According to the present invention, a clear image can be obtained even if the brightness of the background of the combiner changes, and a small-sized liquid crystal display panel suitable for fixing on a dashboard of an automobile or the like can be obtained. Thus, it is possible to provide a head-up display that generates a small amount of noise.

[Brief description of the drawings]

FIG. 1 is a configuration explanatory view of a head-up display according to an embodiment of the present invention.

FIG. 2 is a perspective view showing the inside of the head-up display according to the embodiment of the present invention.

FIG. 3 is a partially cutaway perspective view of a liquid crystal display panel of the head-up display according to the embodiment of the present invention.

FIG. 4 is a partially cutaway perspective view of a backlight light source according to an embodiment of the present invention.

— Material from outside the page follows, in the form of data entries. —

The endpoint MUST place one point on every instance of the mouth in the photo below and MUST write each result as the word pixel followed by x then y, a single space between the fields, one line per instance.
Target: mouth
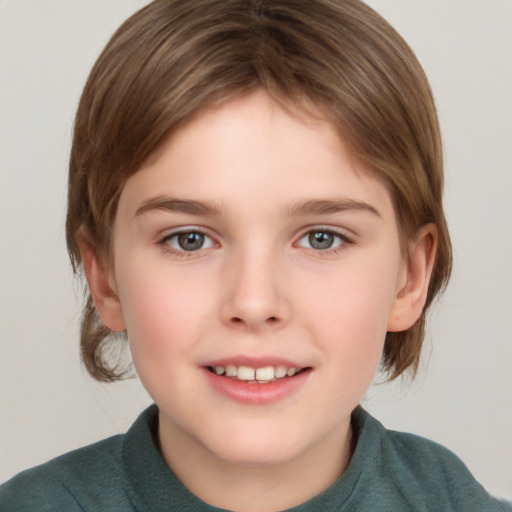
pixel 263 375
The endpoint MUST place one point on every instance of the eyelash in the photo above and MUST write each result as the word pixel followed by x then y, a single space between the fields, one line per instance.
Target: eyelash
pixel 182 253
pixel 343 241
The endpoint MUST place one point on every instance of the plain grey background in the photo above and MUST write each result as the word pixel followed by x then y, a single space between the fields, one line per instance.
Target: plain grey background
pixel 462 396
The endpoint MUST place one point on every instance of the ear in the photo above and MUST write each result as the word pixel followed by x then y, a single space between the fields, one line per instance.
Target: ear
pixel 101 286
pixel 412 286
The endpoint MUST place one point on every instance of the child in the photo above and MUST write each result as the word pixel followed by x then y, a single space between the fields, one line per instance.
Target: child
pixel 255 198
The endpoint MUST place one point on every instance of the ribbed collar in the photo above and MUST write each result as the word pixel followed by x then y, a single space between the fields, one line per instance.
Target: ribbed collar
pixel 152 486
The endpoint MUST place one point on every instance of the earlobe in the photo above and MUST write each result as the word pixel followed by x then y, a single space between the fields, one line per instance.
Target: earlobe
pixel 412 288
pixel 102 290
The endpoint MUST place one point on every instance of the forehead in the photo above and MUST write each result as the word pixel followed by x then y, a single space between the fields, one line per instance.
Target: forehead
pixel 252 151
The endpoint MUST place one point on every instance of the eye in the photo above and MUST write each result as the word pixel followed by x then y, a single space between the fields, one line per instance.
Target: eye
pixel 322 240
pixel 188 241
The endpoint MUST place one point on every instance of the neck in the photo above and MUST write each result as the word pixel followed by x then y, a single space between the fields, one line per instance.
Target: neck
pixel 261 487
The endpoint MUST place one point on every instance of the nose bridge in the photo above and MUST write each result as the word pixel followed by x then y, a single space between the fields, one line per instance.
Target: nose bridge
pixel 255 293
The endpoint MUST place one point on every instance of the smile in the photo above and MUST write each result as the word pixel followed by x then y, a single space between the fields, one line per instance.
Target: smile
pixel 262 375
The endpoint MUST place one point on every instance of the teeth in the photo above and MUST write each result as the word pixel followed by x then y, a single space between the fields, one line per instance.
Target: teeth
pixel 280 372
pixel 263 375
pixel 245 373
pixel 266 373
pixel 291 372
pixel 230 371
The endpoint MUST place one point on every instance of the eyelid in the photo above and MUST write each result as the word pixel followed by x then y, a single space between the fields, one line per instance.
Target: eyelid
pixel 343 234
pixel 174 232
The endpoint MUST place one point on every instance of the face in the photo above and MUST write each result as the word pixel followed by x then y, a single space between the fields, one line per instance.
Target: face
pixel 257 267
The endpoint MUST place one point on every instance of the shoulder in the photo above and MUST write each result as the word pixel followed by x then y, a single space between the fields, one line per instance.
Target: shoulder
pixel 73 481
pixel 427 475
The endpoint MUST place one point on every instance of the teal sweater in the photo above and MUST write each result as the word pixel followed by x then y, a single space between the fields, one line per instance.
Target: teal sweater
pixel 389 472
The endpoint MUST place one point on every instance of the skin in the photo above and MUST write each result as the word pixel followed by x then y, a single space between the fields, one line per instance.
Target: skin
pixel 257 288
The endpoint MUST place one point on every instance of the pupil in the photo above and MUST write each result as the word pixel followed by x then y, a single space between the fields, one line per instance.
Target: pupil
pixel 321 240
pixel 191 241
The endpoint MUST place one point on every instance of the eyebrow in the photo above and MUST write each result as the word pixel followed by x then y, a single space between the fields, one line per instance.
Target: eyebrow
pixel 194 207
pixel 324 206
pixel 171 204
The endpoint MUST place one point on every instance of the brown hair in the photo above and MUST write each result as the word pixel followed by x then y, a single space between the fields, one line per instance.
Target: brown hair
pixel 174 58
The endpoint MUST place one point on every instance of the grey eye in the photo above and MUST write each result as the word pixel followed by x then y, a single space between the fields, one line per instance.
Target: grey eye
pixel 322 240
pixel 189 241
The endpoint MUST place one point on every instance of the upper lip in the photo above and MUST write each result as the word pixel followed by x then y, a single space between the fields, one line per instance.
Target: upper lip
pixel 255 362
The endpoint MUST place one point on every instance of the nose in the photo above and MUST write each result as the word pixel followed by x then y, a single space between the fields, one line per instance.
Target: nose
pixel 254 293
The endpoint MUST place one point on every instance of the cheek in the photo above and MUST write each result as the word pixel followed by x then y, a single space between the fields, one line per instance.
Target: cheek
pixel 350 316
pixel 160 310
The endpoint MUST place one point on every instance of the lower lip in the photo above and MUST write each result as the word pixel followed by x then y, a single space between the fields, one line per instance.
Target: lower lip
pixel 254 393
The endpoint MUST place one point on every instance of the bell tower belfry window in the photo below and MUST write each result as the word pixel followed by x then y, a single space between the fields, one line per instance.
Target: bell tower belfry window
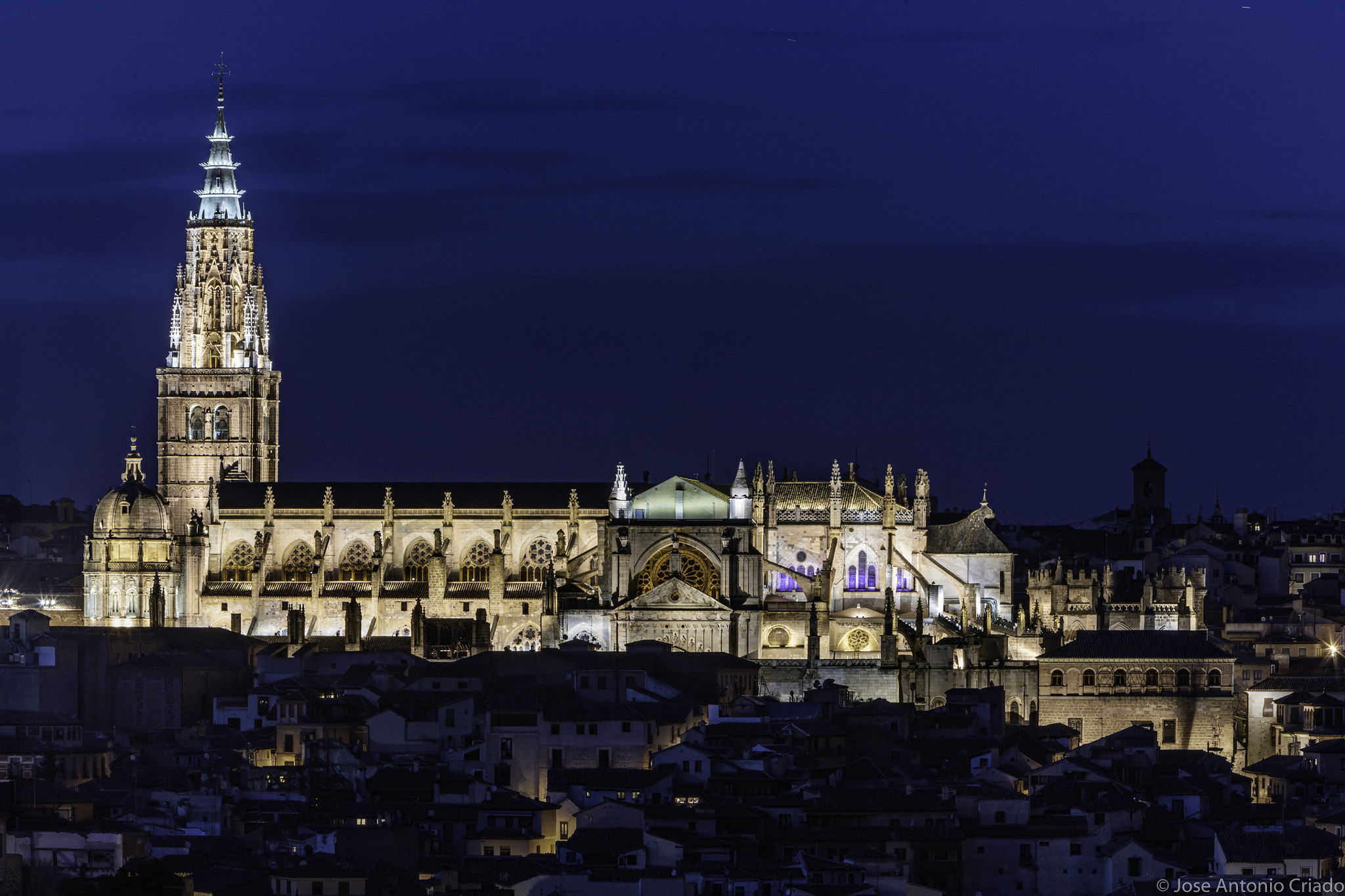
pixel 218 391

FIG. 5 is a plan view of a main part of the head-up display according to the embodiment of the present invention.

[Explanation of symbols]

 2 Combiner 3 Image display 9 Fan 11 Liquid crystal display panel 12 Light source for backlight 12d Infrared cutoff filter 20 Space 30 Outlet 31 Fin

 ──────────────────────────────────────────────────続 き Continuing on the front page (72) Inventor Yukiko Kuwayama 1 Nishinokyo Kuwabara-cho, Nakagyo-ku, Kyoto-shi, Kyoto Prefecture Inside Shimazu Plant Sanjo Plant (72) Inventor Shuichi Yamatani 1-1190 Fujibashi 1-chome 1, Nagaoka-shi, Niigata Japan Inside R & D Center of Seiki Co., Ltd. (72) Inventor Mitsuru Kobayashi 1-190-1, Fujibashi, Nagaoka-shi, Niigata Japan R & D Center of Seiki Co., Ltd.

Claims (2)

[Claims] 1. An image display device comprising: a combiner disposed in front of an observer; an image display light emitting unit; and a housing having the image display light emitting unit. The combiner changes an optical path of the image display light. Thus, in the head-up display that forms a virtual image of the observation target in front of the combiner, the emission unit of the image display light includes a liquid crystal display unit, and a backlight light source arranged to face the liquid crystal display unit. An air flow generating means for forcibly generating an air flow in the housing is provided, and an outlet for discharging the air flow from the housing is provided on a side portion of the housing; A head-up display provided with means for changing the direction of the discharged air flow so as to be directed forward of the outlet. B. 2. The liquid crystal display means and the light source are arranged back and forth in parallel, the screen of the liquid crystal display means extends along the left-right direction, and a space is formed between the liquid crystal display means and the light source. The flow generating means sends out the air flow so that the air flow passes along the space in the left-right direction, and is opposed to at least one of an inlet and an outlet of the air flow in the space. The head-up display according to claim 1, wherein the head-up display is provided at a position facing an air flow outlet in the space.